Fans of local folk music are familiar with the name of Bob Ingram, one of the founding fathers of the vibrant Coconut Grove acoustic music scene in the Sixties. Not surprisingly, Bob's daughter, Bryn Ingram, lead singer for the Tunnelfeelers, credits her father's influence with much of her love for music.
"My father always instilled a sense of realism in me. If you play music because you love it, you've got a much better chance of making it," theorizes Bryn, who can trace her musical heritage back to her grandfather, a onetime big band musician in Havana.
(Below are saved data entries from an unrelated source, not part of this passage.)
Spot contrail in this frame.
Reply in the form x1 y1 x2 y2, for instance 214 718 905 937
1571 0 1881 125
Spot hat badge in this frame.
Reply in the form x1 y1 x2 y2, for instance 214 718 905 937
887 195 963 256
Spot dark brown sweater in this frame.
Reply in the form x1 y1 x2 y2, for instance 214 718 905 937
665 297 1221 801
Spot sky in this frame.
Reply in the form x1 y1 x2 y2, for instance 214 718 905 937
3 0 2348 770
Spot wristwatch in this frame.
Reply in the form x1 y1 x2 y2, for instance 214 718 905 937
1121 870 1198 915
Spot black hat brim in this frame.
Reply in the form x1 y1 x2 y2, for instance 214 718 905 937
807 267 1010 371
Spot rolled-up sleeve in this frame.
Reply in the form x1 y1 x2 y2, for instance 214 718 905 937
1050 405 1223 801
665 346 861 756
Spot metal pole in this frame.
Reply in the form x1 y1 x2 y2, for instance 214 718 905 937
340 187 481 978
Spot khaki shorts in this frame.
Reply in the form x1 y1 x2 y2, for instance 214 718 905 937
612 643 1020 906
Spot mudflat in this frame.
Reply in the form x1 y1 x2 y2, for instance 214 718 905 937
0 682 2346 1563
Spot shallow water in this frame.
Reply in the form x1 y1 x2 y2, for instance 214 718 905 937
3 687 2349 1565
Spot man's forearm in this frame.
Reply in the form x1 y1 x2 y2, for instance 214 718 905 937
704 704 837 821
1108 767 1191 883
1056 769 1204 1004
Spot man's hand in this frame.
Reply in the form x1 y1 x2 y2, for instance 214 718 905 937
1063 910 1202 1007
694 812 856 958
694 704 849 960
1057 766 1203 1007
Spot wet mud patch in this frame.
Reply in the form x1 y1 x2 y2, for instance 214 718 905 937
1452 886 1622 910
Grandpa went so far as to learn a handful of Beatles tunes on the guitar when he discovered his granddaughter was a fan.
"There's not much difference between the way a woman gets treated and the way a man gets treated [in the music scene], except that when you put an ad in the Rag you get a lot more idiots calling, asking, 'Are there any other girls in the band?'" hazards Kathy Fleischmann, currently involved in a number of projects after fronting Poetic Injustice and Big Tall Wish for the past five years. "I won't make that mistake again. Essentially, it was hormones calling. One guy kept bugging me to do hip-hop."
While Fleischmann is upbeat, even funny, in person, her songs cluster near the darker end of the spectrum. "I can't write happy songs. I'm not walking around manic-depressive, slitting my wrists or anything, but when I try to write upbeat material it all sounds trite or overdone. So when I get bothered or depressed about something, I get out my notepad."
Wet Flower vocalist France Blais had been planning on taking some time off from performing to concentrate on writing and recording new material when she found out she had another reason, one that male rockers never have to consider, to cut back on live appearances -- pregnancy.
"Being pregnant has changed my views on the band and on music in general," she says. But contrary to what one might expect, Blais claims impending motherhood has made her more motivated to get Wet Flower to sprout. "So far the only physical limitation is I'm a little shorter of breath. This makes me want to put more into the band and get things going. Now, it really matters. Being in a band totally changed my life. It's what I always wanted to do. The guys in the band were real cool about it, so I figure pregnant or not pregnant, baby or no baby, I'm still gonna do it.